Come non posso calpestare per strada il Crocifisso, così non posso offendere la mucca, se parlo con un vegano.
Si tratta di sensibilità.
Oppure di regole e di diritti.
E se invece si trattasse di identità?
Robert Mckee scrive: Una regola dice: “Tu devi fare in questo modo”. Un principio invece afferma: “Questo funziona… e a memoria d’uomo ha sempre funzionato”. E’ una differenza essenziale.
Quindi come possono capirsi, oggi, un cristiano, un ateo, un musulmano, un vegano, un cacciatore, un eterosessuale, un/una queer, un transgender ecc. ecc. ecc.? Se in più appartengono a generazioni diverse, il dialogo diventa ancor più siderale.
Ci hanno insegnato che la soluzione sta nel dibattito democratico. I sistemi democratici moderni funzionano, infatti, in modo tale che i comportamenti compatibili con l’ordine democratico vengano codificati in leggi. Il dibattito conseguente riguarda il modo con cui le Istituzioni operano nella separazioni dei poteri. Oggi si sta assistendo a una forte e sempre più radicale polarizzazione delle opinioni, in tutto il mondo, che mette il potere giudiziario sotto pressione con richieste di norme e decreti, prima ancora che il potere legislativo abbia il tempo di rifletterci.
In sostanza si sta rischiano il garantismo giuridico, dimenticando che i rappresentanti eletti dal popolo siedono in Parlamento, non in tribunale.
Siamo una umanità in cerca di identità che ha dimenticato come si vive la democrazia. Siamo una umanità senza politica, nel suo significato più autentico.

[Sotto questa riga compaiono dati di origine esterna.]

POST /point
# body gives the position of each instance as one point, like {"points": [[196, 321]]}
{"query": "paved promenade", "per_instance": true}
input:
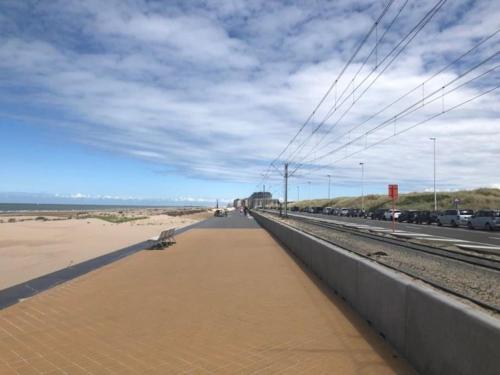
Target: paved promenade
{"points": [[225, 299]]}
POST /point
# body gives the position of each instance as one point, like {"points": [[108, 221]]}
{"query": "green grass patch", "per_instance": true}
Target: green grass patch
{"points": [[483, 198]]}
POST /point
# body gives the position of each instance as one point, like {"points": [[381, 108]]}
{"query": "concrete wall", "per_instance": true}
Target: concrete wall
{"points": [[436, 332]]}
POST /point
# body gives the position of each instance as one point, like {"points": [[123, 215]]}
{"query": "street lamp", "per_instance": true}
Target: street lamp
{"points": [[362, 186], [433, 139], [329, 183]]}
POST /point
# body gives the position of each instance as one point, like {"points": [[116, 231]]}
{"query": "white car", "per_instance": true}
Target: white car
{"points": [[485, 219], [390, 213], [454, 217], [328, 210]]}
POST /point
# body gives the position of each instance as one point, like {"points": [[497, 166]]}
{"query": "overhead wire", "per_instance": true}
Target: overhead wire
{"points": [[408, 37], [334, 83]]}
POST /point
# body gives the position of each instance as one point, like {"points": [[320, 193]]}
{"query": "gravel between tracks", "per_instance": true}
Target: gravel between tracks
{"points": [[472, 281]]}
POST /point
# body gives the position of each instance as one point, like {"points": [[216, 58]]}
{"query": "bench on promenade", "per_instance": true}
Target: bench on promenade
{"points": [[165, 238]]}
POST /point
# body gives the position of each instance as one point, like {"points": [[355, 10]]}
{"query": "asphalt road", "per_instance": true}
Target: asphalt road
{"points": [[485, 237]]}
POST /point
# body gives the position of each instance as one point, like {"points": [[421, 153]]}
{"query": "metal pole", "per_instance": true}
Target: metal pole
{"points": [[329, 180], [286, 189], [362, 186], [264, 196], [435, 194]]}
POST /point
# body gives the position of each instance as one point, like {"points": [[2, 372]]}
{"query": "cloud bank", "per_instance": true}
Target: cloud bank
{"points": [[215, 90]]}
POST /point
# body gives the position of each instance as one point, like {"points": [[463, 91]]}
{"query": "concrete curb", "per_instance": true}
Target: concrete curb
{"points": [[13, 294], [435, 332]]}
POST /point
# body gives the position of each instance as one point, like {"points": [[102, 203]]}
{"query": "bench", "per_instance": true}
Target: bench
{"points": [[165, 238]]}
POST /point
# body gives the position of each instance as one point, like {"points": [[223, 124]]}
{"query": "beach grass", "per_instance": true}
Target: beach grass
{"points": [[483, 198]]}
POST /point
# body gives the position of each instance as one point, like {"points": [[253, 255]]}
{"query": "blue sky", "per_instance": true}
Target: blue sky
{"points": [[190, 101]]}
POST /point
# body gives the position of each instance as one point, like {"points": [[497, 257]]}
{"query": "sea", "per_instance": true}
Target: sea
{"points": [[16, 207]]}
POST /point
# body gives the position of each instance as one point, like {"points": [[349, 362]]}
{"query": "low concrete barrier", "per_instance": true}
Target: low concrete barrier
{"points": [[436, 332]]}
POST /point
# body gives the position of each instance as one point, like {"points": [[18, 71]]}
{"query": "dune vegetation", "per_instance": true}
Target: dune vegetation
{"points": [[483, 198]]}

Questo disorientamento nasce da una frattura storica, cominciata con l’inizio del ventunesimo secolo e allargatasi fino ad oggi. Nasce dall’idea per cui chi non la pensa come il mainstream si sente un outsider. Volutamente uso due verbi semanticamente divergenti: sentire e pensare. Il problema, infatti, sorge quando le opinioni, tutte le singole opinioni, vengono portate incondizionatamente sul piano costituzionale in una rivendicazione delle sensibilità. Qualunque esse siano. Questo rischia di generare il caos. Perché nel calderone allora, estremizzando, anche il razzista potrebbe vendicare la sua sensibilità oppure il maschilista contro la femminista ecc. ecc. ecc. Diversamente la Costituzione, per sua definizione, serve a identificare i diritti universali. Prima ancora di difendere i giusti e sacrosanti diritti delle minoranze, di qualunque genere, dobbiamo imparare a conoscerci reciprocamente e a metterci in relazione sulla base della nostra appartenenza al genere umano. Altrimenti sarà sempre una guerra tra sordi.
Se la mia idea è diversa dalla tua, di chi è il diritto?
Cosa significa allora pluralità?
Come è possibile perseguire ognuno la propria felicità, assicurando al contempo il bene di tutti i cittadini, senza generare il caos?
La risposta non ce l’hanno i costituzionalisti, figuriamoci chi scrive. Proviamo soltanto a fare un viaggio nelle identity politics di casa nostra. Eh sì, perché non è più soltanto una questione di politically correct di cui forse la Generazione Z ha solo sentito parlare.
Il paradosso dei diritti umani
Siamo ufficialmente entrati nell’era delle identity politics, mirabilmente comprese in un articolo che dovremmo appenderci in bacheca: Dall’identità alle identity politics: la rinascita dei nazionalismi nel sistema costituzionale europeo di Luca Vanoni, docente di Diritto Pubblico presso l’Università degli Studi di Milano.
Lo riassumo a stralci: “Una delle principali caratteristiche che connota il costituzionalismo è la ricerca di una soluzione a una problematica paradossale: costruire un sistema giuridico che consenta la pacifica coesistenza tra tutti i cittadini, garantendo loro la libertà di scegliere i diversi modi attraverso cui perseguire la felicità nel riconoscimento della propria identità. Un tempo, il tema delle identità era sostanzialmente demandato all’appartenenza dei cittadini a una data nazione”.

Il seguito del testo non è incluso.